The complex bond transaction would essentially take the state’s capacity to borrow money to build big capital projects and convert it into cash to help boost reserves or pay operating expenses.
No one seemed to like the idea. But Republicans and Democrats alike said that the state’s financial crisis demanded action and that the Martinez administration had pushed for the move.
Paying back the money could take 10 to 20 years, senators said.
“It’s bad fiscal policy,” said Sen. John Sapien, D-Corrales. “It’ll end up being a parasite.”
The Senate also endorsed a package of tax increases on gasoline and vehicle purchases — but it faces almost certain opposition from the governor. Both proposals were part of a $350 million tax package the governor vetoed in April.
Martinez called lawmakers back to Santa Fe for the special session after vetoing all funding for legislative branch agencies and colleges and universities from a $6.1 billion budget bill passed in March.
She has touted an overhaul of the state’s gross receipts tax code — by eliminating exemptions and lowering the base rate — as a way to balance next year’s budget and eliminate “loopholes” in the tax system.
House Speaker Brian Egolf, D-Santa Fe, said earlier this week that the tax overhaul bill will not be voted on during the special session, due to concern over its potential impact and the fact it was still in the works until early this week and has not yet been publicly reviewed in its revised form.
However, the 430-page bill was introduced in the House late Wednesday and was scheduled for debate in a House panel today.
Egolf and other Democrats say they have already shown a willingness to compromise, by including several other provisions backed by Republicans in both their revenue and budget bills.
“We are moving quickly today, but all the things analyzed and considered were vetted in the 60-day session,” Egolf told reporters Wednesday.
Those items included more money for financial aid programs, $400,000 for a tax study and the creation of a “rainy-day” fund that would set aside money for budget-lean years when oil and natural gas prices are low.
If the fund had been in place since the 2006 budget year, it would have meant $627 million set aside in a separate fund over that period, according to a Department of Finance and Administration analysis.

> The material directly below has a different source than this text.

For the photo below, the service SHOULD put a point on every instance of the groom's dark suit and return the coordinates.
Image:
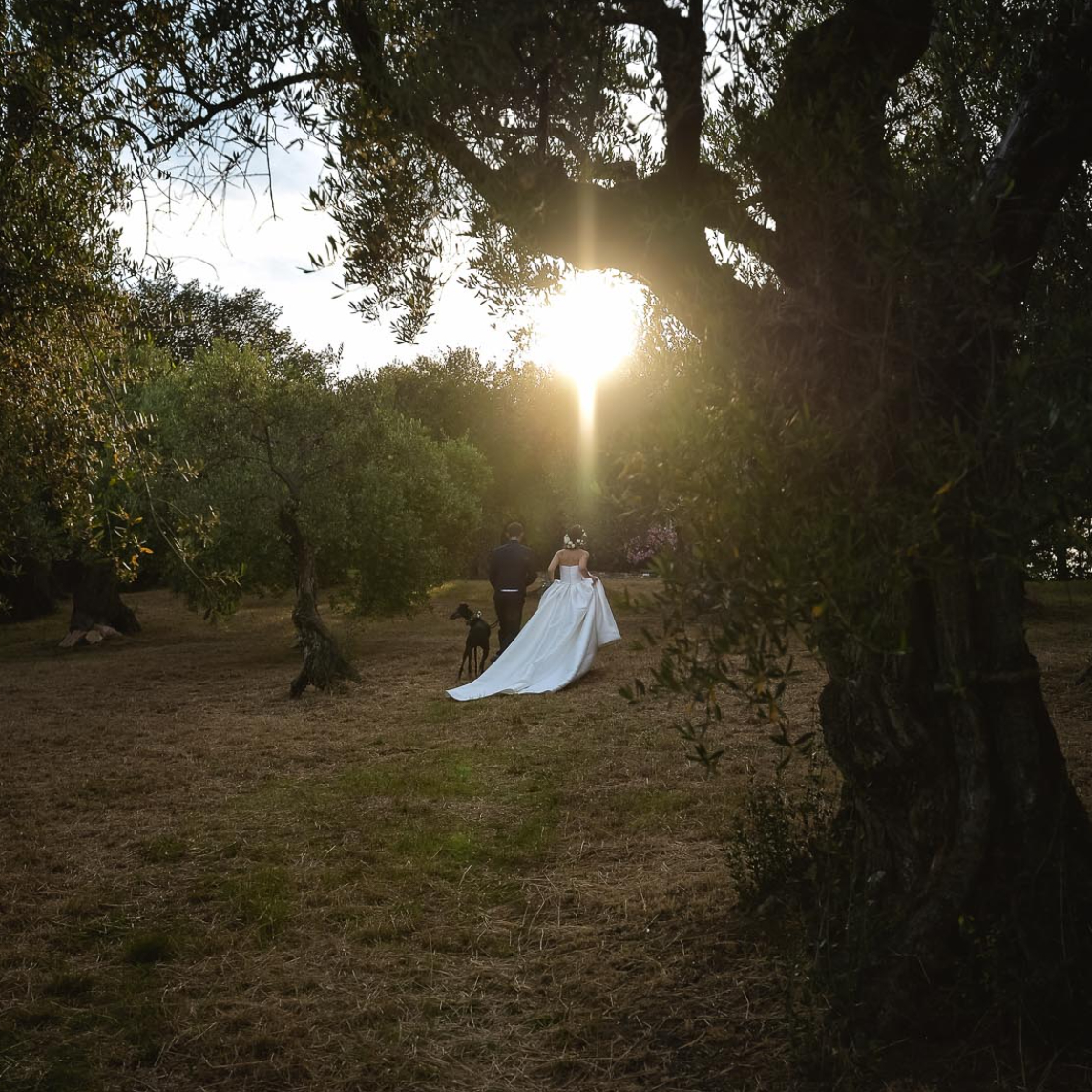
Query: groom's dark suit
(511, 569)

And the tax study could pave the way for lawmakers to come back in September or October for another special session to take action.
The special session’s first day brought scores of protesters, lobbyists and Roundhouse insiders to the Capitol.
At one point Wednesday, university presidents and student leaders testified before a House budget committee about the impact of Martinez’s decision to line-item veto all proposed funding — roughly $744 million — for higher education institutions.
New Mexico State University President Garrey Carruthers, a Republican former governor, said that if the $190 million in vetoed funding for NMSU isn’t restored by July it would “essentially bankrupt” the university.
“We would not be able to operate programs,” Carruthers told members of the House Appropriations and Finance Committee.
Just five weeks remain until the start of the new budget year. Some lawmakers were quite blunt.
“We seem to be caught in this game of budgetary chicken, and you happen to be the pawns in the game,” Rep. Christine Trujillo, D-Albuquerque, told the university presidents.